Dimitri était un adepte fini du Beretta M9. Une version largement améliorée du 9mm lors de son apparition au XX ème siècle. C'était le genre d'armes de poing que l'on n'utilisait que lorsque son arme d'épaule avait rendu l'âme lors du combat. Il était vrai que le jeune homme éprouvait une aversion sans non quant aux grands adeptes de voitures et de flingues, qui parvenaient à argumenter le débat sur leurs joujous préférés des heures durant. Mais c'était comme ça, avec le boulot, il était obligé d'être confronté aux armes à feu. Il ne touchait pas aux armes lourdes ; trop bourrines, insupportables à porter, devenaient brûlantes à chaque coup de feu. Les semi-automatiques lui convenaient parfaitement. Et nous savons tous ce qui attirent les hommes chez les armes à feu. Le pouvoir et la lâcheté. Évidemment, on se plie plus facilement face à un bon fusil à pompe que fasse à un canif'. Et on préfère largement se trouver à cinquante mètres du mec que l'on descend. On ne voit pas son visage, son regard (accusateur, terrible), la balle le traverser, puis ressortir, en un petit nuage de poussière d'os et de sang. La culpabilité... La culpabilité. Et le pouvoir. Toujours le pouvoir.

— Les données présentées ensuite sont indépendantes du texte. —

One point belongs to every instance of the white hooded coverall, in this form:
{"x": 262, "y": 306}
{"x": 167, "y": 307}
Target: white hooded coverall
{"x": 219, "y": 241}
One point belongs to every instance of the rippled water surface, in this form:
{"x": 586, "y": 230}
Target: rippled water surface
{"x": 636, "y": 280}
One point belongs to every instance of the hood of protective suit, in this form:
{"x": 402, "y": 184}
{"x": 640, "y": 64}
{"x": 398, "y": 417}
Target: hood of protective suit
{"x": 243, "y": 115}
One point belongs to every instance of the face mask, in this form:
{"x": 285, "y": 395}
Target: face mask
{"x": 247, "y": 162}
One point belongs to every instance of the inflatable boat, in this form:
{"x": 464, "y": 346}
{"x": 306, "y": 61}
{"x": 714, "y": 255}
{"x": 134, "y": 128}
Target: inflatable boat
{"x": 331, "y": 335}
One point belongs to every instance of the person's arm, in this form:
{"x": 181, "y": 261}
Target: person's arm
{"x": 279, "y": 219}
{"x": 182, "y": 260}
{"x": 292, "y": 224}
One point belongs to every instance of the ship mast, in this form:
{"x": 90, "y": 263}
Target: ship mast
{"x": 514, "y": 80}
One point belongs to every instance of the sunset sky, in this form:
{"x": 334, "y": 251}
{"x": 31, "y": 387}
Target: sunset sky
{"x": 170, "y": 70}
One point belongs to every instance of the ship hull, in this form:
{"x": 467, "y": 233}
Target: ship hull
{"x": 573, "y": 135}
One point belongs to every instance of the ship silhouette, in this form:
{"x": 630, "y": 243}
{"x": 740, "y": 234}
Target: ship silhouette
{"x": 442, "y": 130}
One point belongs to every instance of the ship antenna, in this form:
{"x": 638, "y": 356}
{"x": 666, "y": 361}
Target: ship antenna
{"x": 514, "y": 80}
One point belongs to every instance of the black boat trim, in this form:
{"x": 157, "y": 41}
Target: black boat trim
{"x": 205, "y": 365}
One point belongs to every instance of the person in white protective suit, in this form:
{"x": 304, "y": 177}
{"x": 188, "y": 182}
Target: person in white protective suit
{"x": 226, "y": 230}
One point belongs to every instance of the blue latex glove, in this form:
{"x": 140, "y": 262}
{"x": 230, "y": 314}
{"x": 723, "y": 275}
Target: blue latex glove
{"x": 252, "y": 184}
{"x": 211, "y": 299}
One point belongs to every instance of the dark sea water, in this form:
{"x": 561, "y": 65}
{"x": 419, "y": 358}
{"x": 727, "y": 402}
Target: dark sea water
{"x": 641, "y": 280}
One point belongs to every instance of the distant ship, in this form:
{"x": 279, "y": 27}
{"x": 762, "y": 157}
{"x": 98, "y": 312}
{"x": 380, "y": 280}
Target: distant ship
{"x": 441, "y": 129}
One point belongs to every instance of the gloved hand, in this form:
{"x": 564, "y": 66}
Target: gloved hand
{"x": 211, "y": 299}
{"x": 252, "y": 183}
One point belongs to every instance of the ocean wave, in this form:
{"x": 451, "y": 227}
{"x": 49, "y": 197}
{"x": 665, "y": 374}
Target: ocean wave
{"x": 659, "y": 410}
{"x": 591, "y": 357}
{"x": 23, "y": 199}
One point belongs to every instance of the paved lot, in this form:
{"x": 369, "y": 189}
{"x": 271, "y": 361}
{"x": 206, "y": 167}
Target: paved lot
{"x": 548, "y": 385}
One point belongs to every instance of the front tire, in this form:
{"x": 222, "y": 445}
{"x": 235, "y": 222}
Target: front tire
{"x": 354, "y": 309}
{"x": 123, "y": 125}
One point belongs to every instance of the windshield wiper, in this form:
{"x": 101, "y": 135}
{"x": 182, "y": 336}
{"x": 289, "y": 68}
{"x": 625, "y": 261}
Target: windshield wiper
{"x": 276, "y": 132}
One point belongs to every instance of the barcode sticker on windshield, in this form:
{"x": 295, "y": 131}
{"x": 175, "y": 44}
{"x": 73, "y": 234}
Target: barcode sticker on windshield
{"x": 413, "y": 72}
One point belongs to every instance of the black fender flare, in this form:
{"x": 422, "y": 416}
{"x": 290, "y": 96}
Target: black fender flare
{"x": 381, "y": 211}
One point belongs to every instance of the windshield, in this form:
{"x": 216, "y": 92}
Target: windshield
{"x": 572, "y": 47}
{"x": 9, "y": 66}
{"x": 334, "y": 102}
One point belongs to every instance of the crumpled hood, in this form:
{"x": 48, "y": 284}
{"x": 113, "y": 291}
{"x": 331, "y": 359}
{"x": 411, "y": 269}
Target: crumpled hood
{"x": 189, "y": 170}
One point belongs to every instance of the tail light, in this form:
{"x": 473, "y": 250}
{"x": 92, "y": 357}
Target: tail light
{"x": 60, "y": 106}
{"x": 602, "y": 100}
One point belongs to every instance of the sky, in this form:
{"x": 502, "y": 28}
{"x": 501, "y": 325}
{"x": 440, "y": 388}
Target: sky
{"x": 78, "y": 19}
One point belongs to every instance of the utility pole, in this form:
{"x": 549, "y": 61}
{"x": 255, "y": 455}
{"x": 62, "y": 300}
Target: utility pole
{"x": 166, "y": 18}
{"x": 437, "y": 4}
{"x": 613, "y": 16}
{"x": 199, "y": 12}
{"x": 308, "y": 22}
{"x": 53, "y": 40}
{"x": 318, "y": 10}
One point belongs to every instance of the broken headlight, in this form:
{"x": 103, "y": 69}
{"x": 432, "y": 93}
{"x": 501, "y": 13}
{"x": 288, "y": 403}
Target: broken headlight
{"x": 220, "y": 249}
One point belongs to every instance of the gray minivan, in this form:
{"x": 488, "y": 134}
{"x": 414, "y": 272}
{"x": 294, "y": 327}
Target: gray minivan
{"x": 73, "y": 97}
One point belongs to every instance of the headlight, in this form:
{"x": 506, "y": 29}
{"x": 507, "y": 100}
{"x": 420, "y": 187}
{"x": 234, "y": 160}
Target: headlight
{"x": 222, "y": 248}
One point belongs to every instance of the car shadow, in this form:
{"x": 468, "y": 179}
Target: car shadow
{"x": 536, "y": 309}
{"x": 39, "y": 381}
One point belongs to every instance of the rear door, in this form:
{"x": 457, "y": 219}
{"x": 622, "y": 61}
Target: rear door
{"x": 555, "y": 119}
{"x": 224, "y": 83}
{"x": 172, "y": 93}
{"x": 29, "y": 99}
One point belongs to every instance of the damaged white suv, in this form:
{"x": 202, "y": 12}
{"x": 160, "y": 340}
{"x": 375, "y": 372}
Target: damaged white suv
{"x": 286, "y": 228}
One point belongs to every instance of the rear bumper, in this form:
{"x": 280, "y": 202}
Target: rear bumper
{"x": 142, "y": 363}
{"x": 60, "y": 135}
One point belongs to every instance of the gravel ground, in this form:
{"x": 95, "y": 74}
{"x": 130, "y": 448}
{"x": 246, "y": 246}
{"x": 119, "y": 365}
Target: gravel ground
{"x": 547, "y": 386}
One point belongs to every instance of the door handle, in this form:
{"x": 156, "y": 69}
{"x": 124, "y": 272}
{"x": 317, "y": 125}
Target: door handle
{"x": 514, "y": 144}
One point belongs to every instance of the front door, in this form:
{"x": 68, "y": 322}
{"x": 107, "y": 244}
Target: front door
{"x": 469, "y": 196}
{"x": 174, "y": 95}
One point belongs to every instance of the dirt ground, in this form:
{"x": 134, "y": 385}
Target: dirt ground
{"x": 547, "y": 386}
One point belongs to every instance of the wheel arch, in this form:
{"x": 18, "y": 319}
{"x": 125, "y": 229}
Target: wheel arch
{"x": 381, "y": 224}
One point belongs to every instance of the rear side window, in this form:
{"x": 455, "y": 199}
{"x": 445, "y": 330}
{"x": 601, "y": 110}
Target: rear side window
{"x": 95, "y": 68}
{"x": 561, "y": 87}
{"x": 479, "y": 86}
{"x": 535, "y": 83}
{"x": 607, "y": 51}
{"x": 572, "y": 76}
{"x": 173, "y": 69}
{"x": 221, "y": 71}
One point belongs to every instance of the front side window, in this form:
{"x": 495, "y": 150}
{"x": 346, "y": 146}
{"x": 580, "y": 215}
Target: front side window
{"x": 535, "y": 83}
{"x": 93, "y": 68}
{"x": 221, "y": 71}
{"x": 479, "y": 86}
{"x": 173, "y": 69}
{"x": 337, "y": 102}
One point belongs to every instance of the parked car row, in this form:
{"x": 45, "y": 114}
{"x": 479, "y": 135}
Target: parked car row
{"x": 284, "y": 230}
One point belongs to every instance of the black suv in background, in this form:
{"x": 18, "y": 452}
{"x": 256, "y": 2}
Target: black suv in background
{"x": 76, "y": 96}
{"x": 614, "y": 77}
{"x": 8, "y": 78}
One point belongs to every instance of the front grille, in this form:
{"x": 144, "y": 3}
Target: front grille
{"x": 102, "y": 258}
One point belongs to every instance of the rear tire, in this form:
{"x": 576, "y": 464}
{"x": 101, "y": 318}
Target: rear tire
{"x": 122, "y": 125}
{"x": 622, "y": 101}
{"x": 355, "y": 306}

Il positionnait ses jambes avec un écart égal à celui de la largeur de son bassin, et leva les bras, l'arme en poings. Viser, tirer. Ouvrir les deux yeux. Viser vite, presser la gâchette vite. Précis. Mais surtout rapide. Dimitri pressa la gâchette, ses bras accusèrent le coup de feu en une détonation étouffée par le casque gris, et la balle vint se ficher dans le carton. Il ne tirait qu'assez rarement en plein centre, peut-être une ou deux fois par barrettes, et les Beretta avaient une capacité de quinze balles. Mais tous ses tirs lévitaient autour du centre de la cible. Avant, le recul effectué par le coup le surprenait toujours. Maintenant, il ne le sentait plus, nous bougeait plus. le coup partait, la balle volait à toute vitesse, voilà tout. Il restait un assez bon tireur. Pas dans le meilleur, pas le pire, il était bon. Il connaissait le secret du tir : la vitesse. Rester trop longtemps en joug fatiguait les bras, et le tir était nettement moins précis.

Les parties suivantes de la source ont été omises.